Production studio 87North ambitiously weaves together three elements: 1980s Hong Kong action, romantic comedy and Quan’s leading-man debut.
It has been perfecting this formula, first convincing audiences that American comedian and actor Bob Odenkirk could be a killing machine in Nobody (2021), then proving its mastery of East-West action fusion with the John Wick franchise (2014 to present).
Love Hurts hopes to do for Valentine’s Day what the studio’s brutal Violent Night (2022) did for Christmas. It would have worked as a date movie, but for the same flaw that plagued 87North’s A-list vehicle The Fall Guy (2024) starring Ryan Gosling and Emily Blunt: the lack of a convincing romantic pairing.
Oscar winners Quan (for 2022’s Everything Everywhere All At Once) and DeBose (for 2021’s West Side Story) deserve a better romantic narrative than the one this film delivers, and its brief 83-minute running time hints at bits left on the cutting-room floor.
One fears it might have been material that made the pairing feel solid and plausible, more than just a throwaway plot device driving the action forwards.
However, what is left makes for a pulse-quickening thrill ride. With 87North films, that much is always guaranteed.
First-time director Jonathan “Jojo” Eusebio, a veteran stunt coordinator, brings his deep understanding of Hong Kong action to Love Hurts.
His camerawork places viewers in the middle of each fight, while his choreography perfectly balances realism with style.
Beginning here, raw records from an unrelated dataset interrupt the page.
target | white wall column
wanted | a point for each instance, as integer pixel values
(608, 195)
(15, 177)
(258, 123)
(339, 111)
The action sequences pay constant homage to Hong Kong cinema – fighters wielding either ornate signature weapons or improvising with whatever is at hand, including, memorably, a bubble tea straw.
Despite the film’s flaws, Quan proves he is more than capable as an action lead, bringing both physical prowess and emotional depth to Marvin, whose open houses become war zones.
Hot take: In this entertaining if undercooked thriller, John Wick meets Selling Sunset as Quan seals the deal.